Assistant Chief Chris Butler of the Sheriff's Office said the victim was suffocated during a visit from her son, who was there seeking money. He said the unemployed suspect was a transient.

Butler said Janette Harriford had a 2010 injunction for protection against her son for domestic violence and also had him frequently trespassed from her property. He was arrested repeatedly for ignoring those warnings, including seven times this year, and for abusing his mother, records show.

Harriford's mother said in the injunction that he was a diagnosed schizophrenic who refused to take his medication. She said he had been abusing her emotionally and his father physically since 2004 and once tried to set his own tongue on fire.

"I am in fear of [her son] due to him not taking his medication," she wrote. "He loses control and I just don't know what [her son] will do to me when I refuse to give him what he wants."

Though she requested a provision that her son not have contact with her, Harriford's mother later had that rescinded from the injunction, which was obtained Thursday by the Times-Union.

Many of Harriford's arrests were dropped due to his being deemed incompetent, records show. The son also has been institutionalized under the state's Baker Act for mental illness 17 times, Butler said.

Details of several of the arrests were obtained by the Times-Union. They included:

-- In January, Harriford was charged with domestic battery after a dispute at his mother's apartment. Police found him at a nearby store and noted that he appeared mentally ill and became incoherent after claiming and then denying and then claiming again that he was a Marine.
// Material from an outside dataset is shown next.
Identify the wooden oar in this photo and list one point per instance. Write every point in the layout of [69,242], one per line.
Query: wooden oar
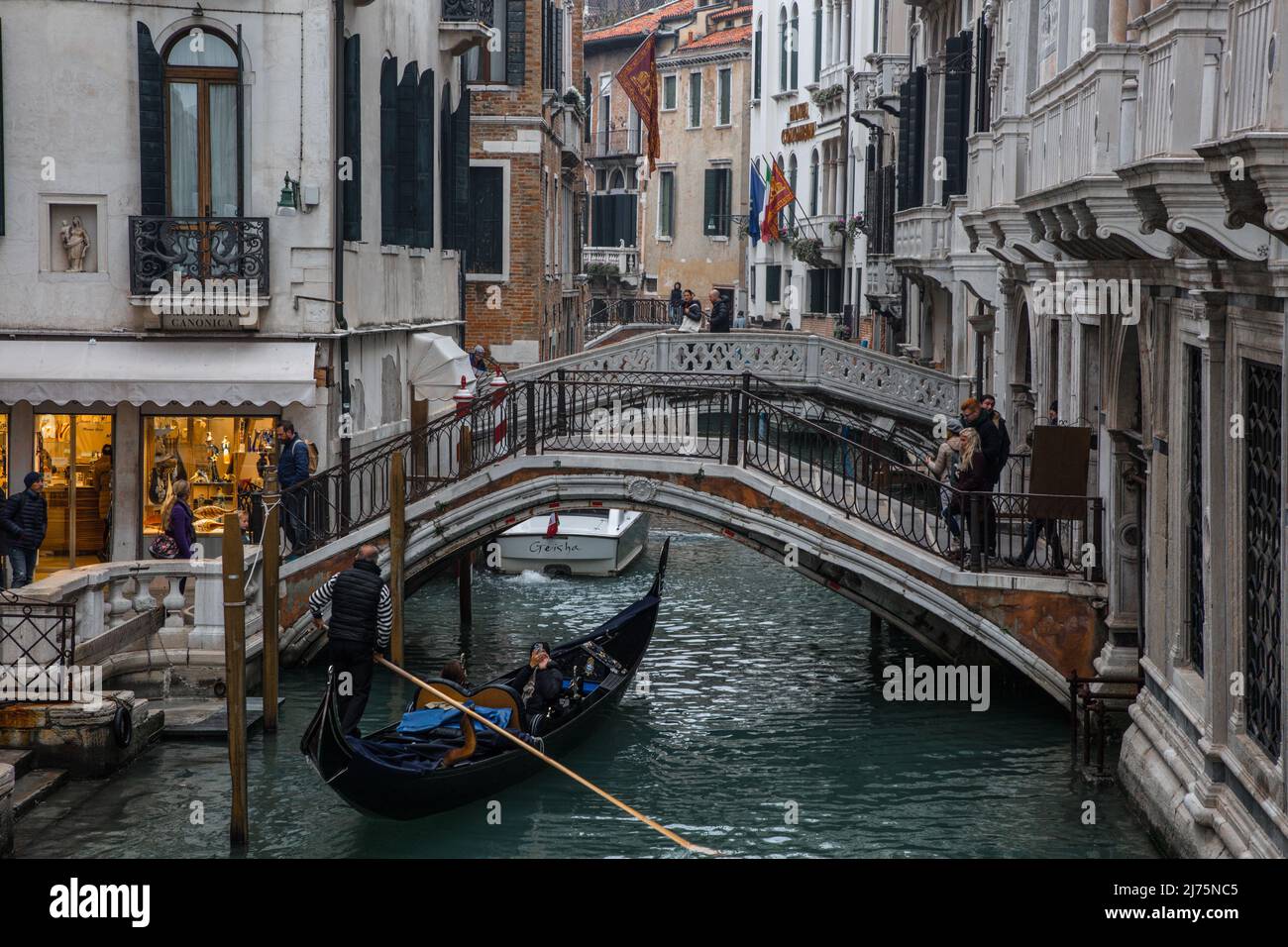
[683,843]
Harriford was ordered to take a mental-health examination and the charges were dropped.

-- In March 2013, police arrested Harriford on charges of battery and trespassing after a bizarre incident in the parking lot of police headquarters.

The arrest report said Harriford repeatedly yelled an obscenity about police officers and was told by an officer to leave. He walked away, came back and left again. A few minutes later, he walked back into the parking lot, ran behind an unsuspecting man and began punching him in the back of the head.

Police arrested Harriford on the spot. The victim said he didn't know Harriford.

That case also was dropped in lieu of a mental-health examination.